6. The unit has put a bid in for funding from MOPAC and the application is for just over £500K per year totalling £1,029M. The funding will enable the unit to purchase services to tackle drugs, to improve the lives of young people, to tackle prostitution via work to deter kerb crawlers to cut off demand for street based prostitution and tackling violence against women and girls.
The following questions were taken:
Q: You spoke about your aims, but how will you achieve your aims i.e. tackling prostitution, youth violence?
A: Locally we have focussed in placing police officers into particular areas such as the Fore Street corridor who are making arrests of working girls. Who have recently tended to be young eastern European women driven by the economics of the crime rather than another motivation although this is based on known cases.
There have been 59 arrests of prostitutes in the last 3 months and the unit now want to focus on kerb crawlers. Kerb crawlers will be offered the opportunity to reduce their penalty by learning about the negative side about people working as prostitutes’ i.e. sexual health, violence, in order to deter men from going to buy that service. This was about behavioural change.
Q: You mainly focussed on the working girls. Do you ever investigate if there are any causes i.e. any other person involved in their exploitation?
A: Yes, the police do investigate when those girls are arrested. The unit works with immigration and anti-social behaviour officers. The girls are questioned and assessed to see if there are other person’s involved i.e. pimp. This was hard to determine as the girls, when questioned, said that they were making a lot of money which would support them for a long time back home. This was an economic fact.
Q: Does prostitution occur because the girls haven’t got a job? Is there any way of finding jobs for them because if its money they are looking for would it stop them?
A: Women enter the country and within a day have been seen in that area engaging in prostitution. It appears that they are deliberately coming to that area, planning this from their home countries and is therefore difficult to deter. Even if job offers were available it is not clear whether a job offer would be something that is attractive to them.
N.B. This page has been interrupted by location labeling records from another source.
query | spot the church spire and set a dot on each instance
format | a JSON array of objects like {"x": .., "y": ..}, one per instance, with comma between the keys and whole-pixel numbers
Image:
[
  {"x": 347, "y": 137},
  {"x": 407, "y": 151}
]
Q: These women need to be educated, after their arrest, to show them how much damage they do.
A: It is difficult to gauge when to provide that education and so may be better delivered in their home town or country before they set out to come to Enfield. As mentioned, offenders are invited to Impact Awareness sessions to examine the impact of their actions.
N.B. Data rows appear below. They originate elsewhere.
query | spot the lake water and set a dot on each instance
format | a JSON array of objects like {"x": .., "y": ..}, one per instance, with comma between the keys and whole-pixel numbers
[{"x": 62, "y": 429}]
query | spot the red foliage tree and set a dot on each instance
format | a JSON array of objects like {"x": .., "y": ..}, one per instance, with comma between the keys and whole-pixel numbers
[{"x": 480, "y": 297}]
Q: Who brings the girls into prostitution? There are people who are engineering this service, dropping women off and returning to collect monies.
A: All car registration plates caught on CCTV are sent to the Police to be investigated and reported.
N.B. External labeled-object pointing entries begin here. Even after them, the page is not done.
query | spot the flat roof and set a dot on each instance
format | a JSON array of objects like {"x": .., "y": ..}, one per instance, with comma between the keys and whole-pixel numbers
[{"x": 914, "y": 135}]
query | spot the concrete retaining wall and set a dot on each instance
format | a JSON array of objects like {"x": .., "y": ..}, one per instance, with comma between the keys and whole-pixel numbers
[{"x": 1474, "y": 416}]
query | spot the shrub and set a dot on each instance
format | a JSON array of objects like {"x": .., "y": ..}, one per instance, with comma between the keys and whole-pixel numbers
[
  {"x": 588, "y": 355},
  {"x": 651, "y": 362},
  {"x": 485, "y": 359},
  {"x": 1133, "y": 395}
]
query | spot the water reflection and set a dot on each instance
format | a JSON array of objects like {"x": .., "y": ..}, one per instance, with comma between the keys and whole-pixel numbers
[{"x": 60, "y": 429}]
Q: What is the success rate in convictions, using registration numbers’, of the perpetrators’ trafficking these women?
A: Not aware of prosecutions for trafficking or evidence for trafficking, but have sent letters to registered keepers of those vehicles seen in those areas. Depends on the level of evidence and to dis-courage drivers.
Q: Is the advice to residents, if they see prostitution going on, to call the police?
A: Yes definitely. There are increased patrols around Council housing estates in those areas and agreed extra police numbers. The estates team work closely with ward officers and safer neighbourhood areas to deter and discourage prostitution and to make arrests.